I helped stop the cull of hedgehogs up in the Outer Hebrides (they were accused of eating eggs of ground-nesting birds) – proving that they could moved to the mainland without the sorts of problems that the authorities imagined. And through this I began to work more closely with the British Hedgehog Preservation Society (http://www.britishhedgehogs.org.uk) and the People’s Trust for Endangered Species (http://www.ptes.org)
We were all getting worried about hedgehogs. The population seemed to be in decline from all the surveys we had run, so we handed all the data we had over to the statisticians at the British Trust for Ornithology and they gave us a dramatic answer. Conservatively the number of hedgehogs in Britain has fallen 25% in the last 10 years alone. And the fall before that is likely to have been as dramatic, but we did not have the data.
One of the main problems is habitat fragmentation – the splitting up of good hedgehog habitat into smaller pieces with roads, industrial farming, housing and even changes in gardens. With this in mind we launched Hedgehog Street (http://www.hedgehogstreet.org) and have already recruited nearly 23,000 households to the cause. You can see it on Countryfile this Sunday (BBC 1, 1930) – and learn how to make your garden more hedgehog friendly, and, most importantly realise that however hedgehog friendly it is, it is useless unless hedgehogs can get in! So, get talking to your neighbours about making holes in the fence!
Why should we care so much? Well, as I mentioned at the beginning, they are a very important species. We could just look at their diet of macro-invertebrates – things like slugs and snails – to see how great they are to have in the garden. We could also consider that they are yet another piece of the great web of life. Imagine your favourite jumper – it can cope with a few moth holes, but there comes a time when a hole appears in just the wrong place and everything begins to unravel; well, that is like the ecosystem. And we can never know which is the crucial piece of the puzzle.
But that is not why I think they are so important. Hedgehogs give us a chance to see a really wild animal at close quarters. There are very few other beasts out there with which we can get so close – I have been nose-to-nose with a hedgehog, looking into its beady, bright eyes. I first did it with a hedgehog called Nigel. As it happened it dawned on me that the large conservation and wildlife charities have got it wrong. We are not going to be seduced into loving the natural world through the charismatic mega fauna, the lions and whales. That is like assuming we will form meaningful relationships with the people pictured in Heat or Hello magazines.

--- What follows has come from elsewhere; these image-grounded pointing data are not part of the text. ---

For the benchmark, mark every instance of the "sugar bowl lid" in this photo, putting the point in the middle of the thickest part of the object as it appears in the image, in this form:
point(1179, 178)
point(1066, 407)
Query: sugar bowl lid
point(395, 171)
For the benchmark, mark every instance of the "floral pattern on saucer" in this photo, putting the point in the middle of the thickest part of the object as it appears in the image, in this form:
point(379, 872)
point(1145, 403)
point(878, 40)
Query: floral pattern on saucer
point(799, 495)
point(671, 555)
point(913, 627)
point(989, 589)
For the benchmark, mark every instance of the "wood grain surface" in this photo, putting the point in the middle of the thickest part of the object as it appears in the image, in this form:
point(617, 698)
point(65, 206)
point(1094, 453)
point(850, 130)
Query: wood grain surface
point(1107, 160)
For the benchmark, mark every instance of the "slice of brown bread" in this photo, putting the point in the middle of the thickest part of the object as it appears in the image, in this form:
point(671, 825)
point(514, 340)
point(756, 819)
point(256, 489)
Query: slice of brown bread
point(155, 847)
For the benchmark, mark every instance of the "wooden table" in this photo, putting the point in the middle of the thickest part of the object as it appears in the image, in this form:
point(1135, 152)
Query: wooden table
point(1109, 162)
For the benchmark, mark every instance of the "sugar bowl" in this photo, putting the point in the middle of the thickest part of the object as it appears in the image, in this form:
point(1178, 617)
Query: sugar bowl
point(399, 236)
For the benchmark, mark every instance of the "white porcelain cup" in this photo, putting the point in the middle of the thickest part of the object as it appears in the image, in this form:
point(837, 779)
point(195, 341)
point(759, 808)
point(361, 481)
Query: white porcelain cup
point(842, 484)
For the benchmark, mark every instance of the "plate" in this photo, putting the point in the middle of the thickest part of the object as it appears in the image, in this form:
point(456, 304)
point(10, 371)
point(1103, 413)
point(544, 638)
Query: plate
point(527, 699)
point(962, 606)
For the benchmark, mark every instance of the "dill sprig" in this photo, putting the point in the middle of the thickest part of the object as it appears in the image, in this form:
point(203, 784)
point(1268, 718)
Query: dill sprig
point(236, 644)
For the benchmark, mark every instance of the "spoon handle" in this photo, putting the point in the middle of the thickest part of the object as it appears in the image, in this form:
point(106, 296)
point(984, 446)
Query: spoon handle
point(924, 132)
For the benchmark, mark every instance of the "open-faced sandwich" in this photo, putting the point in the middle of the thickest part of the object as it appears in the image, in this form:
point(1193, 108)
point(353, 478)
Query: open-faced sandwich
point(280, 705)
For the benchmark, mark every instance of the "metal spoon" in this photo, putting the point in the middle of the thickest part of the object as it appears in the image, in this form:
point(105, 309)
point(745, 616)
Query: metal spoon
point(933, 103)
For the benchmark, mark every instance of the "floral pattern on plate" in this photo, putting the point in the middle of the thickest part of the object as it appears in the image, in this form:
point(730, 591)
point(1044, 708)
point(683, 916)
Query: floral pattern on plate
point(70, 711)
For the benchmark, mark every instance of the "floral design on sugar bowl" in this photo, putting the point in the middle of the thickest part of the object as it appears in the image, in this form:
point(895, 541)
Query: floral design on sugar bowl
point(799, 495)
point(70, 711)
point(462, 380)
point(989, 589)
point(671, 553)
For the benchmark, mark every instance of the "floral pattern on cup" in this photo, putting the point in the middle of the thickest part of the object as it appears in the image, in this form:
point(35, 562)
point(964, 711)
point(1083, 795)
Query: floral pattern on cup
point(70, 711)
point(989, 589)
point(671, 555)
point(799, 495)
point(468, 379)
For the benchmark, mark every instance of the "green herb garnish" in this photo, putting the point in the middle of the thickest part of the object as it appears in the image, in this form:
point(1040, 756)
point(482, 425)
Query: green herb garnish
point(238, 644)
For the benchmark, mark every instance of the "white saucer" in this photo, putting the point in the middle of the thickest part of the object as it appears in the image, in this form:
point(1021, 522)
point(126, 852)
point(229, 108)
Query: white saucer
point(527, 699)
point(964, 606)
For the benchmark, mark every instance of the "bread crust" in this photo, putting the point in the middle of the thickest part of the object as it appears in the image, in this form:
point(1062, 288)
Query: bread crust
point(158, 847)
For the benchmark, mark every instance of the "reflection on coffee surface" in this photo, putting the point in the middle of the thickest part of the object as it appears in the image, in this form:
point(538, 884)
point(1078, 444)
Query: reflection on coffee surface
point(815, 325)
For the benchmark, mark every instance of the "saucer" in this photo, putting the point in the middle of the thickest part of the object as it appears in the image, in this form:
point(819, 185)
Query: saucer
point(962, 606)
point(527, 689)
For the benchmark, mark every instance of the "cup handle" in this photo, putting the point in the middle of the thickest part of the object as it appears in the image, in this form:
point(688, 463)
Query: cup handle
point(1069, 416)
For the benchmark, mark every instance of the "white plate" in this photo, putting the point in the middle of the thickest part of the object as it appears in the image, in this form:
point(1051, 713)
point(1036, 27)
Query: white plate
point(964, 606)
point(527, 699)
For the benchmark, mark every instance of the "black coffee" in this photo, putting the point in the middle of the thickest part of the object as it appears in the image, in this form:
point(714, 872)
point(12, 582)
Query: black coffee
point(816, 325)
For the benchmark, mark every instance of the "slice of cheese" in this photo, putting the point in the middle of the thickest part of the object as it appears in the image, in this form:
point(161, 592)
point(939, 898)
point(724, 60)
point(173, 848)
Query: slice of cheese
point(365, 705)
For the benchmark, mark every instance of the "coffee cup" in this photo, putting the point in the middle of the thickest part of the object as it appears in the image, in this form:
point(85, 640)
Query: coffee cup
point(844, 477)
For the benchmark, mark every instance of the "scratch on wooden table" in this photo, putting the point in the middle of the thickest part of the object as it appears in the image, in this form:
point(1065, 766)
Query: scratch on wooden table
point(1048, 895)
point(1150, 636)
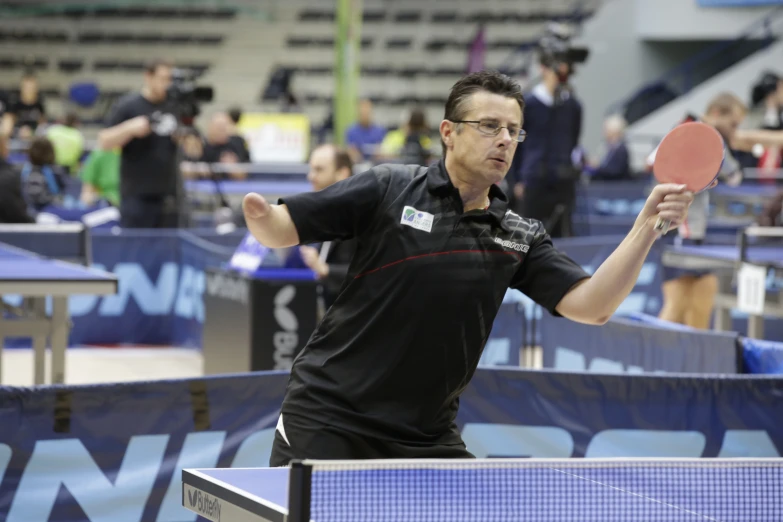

We are going to fall in love with the girl or the boy next door – not an A-List member of the charismatic mega-fauna of celebrity. And the hedgehog is the animal equivalent. We actually have a chance to get close to and understand a little about the hedgehog. So, if you meet one, get down on your tummy, get nose-to-nose and look for the glint of wild in its eyes. And then, just possibly, you will be seduced into really falling in love with the world around you.